Professor Edward Witten

Elected: 2025

Area(s):

Specialist Subject(s):

Edward Witten has made profound contributions to contemporary physics, including supersymmetric and topological quantum field theory, string theory, M-theory, quantum gravity and quantum information theory.
He is the only physicist to receive the Fields Medal, the mathematical equivalent of the Nobel Prize.
In 1998, Witten found a three-dimensional formulation of the knot polynomial of Sir Vaughan Jones from a three-dimensional quantum field theory, developing topological quantum field theories and solving a problem posed by Sir Michael Atiyah.

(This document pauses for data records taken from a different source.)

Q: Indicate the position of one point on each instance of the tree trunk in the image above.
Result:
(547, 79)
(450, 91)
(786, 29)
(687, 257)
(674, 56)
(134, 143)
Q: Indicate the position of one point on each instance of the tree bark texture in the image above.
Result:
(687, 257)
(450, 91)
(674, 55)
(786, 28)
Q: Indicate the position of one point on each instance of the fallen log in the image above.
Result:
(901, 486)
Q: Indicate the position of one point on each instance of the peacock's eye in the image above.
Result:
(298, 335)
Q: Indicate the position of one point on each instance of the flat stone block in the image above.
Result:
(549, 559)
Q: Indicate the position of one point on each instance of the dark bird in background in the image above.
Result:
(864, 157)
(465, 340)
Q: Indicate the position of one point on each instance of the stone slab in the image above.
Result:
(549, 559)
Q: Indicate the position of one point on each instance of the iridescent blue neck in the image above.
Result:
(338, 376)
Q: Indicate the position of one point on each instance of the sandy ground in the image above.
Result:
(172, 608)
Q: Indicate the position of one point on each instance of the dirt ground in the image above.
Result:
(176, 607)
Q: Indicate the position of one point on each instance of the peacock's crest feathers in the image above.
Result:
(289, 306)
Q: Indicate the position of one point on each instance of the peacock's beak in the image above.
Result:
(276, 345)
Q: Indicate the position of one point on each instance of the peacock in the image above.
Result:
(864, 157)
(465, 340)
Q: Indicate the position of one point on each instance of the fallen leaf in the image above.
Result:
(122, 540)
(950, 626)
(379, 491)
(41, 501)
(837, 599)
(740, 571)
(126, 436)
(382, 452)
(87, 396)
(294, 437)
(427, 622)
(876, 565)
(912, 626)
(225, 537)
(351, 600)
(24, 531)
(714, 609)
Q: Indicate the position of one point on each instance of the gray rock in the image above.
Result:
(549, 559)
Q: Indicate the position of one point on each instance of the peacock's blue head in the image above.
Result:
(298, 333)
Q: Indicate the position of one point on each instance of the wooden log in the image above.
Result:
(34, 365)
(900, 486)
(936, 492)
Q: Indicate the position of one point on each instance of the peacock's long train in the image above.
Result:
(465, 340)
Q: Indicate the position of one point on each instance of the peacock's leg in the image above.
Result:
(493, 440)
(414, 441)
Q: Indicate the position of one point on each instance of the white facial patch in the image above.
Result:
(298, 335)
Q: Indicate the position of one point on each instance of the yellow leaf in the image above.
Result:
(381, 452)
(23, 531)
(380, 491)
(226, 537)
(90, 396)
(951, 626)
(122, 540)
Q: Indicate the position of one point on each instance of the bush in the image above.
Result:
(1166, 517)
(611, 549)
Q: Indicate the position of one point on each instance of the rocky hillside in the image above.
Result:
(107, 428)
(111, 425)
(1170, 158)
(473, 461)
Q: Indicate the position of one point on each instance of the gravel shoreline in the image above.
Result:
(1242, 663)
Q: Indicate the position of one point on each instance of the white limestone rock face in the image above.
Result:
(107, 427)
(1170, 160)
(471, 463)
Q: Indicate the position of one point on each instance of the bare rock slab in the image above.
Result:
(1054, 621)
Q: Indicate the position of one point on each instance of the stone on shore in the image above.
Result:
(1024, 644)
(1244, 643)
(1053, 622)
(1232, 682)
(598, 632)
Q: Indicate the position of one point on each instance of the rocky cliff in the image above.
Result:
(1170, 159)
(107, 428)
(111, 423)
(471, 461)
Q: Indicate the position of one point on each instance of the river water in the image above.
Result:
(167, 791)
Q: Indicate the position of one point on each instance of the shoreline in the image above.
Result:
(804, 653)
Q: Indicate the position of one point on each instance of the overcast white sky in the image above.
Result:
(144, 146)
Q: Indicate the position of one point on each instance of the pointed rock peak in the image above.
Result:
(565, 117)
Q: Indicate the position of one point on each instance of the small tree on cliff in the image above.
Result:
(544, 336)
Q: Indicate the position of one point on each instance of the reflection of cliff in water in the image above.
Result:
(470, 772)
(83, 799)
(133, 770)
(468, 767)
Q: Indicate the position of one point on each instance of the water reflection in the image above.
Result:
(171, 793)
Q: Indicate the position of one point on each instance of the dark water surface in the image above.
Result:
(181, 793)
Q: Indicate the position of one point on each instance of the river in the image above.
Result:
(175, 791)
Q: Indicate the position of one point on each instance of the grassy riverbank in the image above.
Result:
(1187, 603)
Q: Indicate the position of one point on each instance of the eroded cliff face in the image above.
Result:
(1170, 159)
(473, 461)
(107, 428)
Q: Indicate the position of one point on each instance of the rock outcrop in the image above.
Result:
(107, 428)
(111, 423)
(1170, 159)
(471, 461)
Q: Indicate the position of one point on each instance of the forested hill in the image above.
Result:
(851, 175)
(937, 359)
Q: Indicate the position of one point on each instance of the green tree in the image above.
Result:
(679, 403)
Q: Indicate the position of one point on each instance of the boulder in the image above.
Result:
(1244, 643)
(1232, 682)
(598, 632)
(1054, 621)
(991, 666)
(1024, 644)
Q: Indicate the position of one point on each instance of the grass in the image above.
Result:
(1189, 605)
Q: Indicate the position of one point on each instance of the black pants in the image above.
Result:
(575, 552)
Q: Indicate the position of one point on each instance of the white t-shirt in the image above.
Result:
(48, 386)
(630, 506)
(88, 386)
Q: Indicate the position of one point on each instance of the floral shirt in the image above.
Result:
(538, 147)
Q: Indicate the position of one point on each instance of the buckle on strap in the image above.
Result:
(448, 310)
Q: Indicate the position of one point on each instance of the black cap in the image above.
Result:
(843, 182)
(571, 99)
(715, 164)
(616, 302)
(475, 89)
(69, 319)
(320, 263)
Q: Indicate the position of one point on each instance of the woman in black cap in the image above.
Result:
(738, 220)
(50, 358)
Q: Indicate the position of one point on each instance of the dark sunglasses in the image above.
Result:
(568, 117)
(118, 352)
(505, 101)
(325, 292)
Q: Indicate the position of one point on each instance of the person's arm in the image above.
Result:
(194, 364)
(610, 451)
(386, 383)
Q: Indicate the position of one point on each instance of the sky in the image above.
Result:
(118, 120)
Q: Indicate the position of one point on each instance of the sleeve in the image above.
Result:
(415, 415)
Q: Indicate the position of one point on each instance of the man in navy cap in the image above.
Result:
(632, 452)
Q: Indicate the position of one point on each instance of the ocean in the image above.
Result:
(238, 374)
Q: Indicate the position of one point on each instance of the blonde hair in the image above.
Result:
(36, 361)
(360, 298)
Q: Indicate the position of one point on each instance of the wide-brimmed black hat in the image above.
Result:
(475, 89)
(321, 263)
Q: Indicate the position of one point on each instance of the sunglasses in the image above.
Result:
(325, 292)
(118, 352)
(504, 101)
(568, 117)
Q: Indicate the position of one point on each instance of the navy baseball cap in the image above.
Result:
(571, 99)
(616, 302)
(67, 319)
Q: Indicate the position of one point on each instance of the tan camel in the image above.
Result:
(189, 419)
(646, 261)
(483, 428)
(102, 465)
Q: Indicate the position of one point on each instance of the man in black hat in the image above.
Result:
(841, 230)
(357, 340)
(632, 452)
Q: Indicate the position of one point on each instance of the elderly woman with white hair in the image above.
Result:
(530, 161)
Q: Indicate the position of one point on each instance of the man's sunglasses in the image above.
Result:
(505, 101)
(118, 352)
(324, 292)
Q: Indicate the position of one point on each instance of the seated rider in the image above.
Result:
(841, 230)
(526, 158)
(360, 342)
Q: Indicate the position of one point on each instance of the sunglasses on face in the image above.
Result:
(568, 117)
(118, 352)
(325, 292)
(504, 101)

This was presented at the Congress of Mathematical Physics held at Taliesin, Swansea, the morning after he had dinner with Atiyah and others at Annie’s Restaurant, where his ideas crystallised, and which has become folklore.
Witten is Professor Emeritus at the Institute for Advanced Study in Princeton.
His many awards include the Dirac Prize and Medal (1985), Fields Medal (1990), Crafoord Prize in Mathematics (2008), Institute of Physics Isaac Newton Medal (2010), Kyoto Prize (2014), Fellow of American Academy of Arts and Sciences (1984), National Academy of Sciences (1988), Foreign Member of the Royal Society (1999), Academy of Sciences of Paris (2000), Pontifical Academy of Sciences (2006), Honorary Fellow Royal Society of Edinburgh (2016), Honorary Member London Mathematical Society (2019).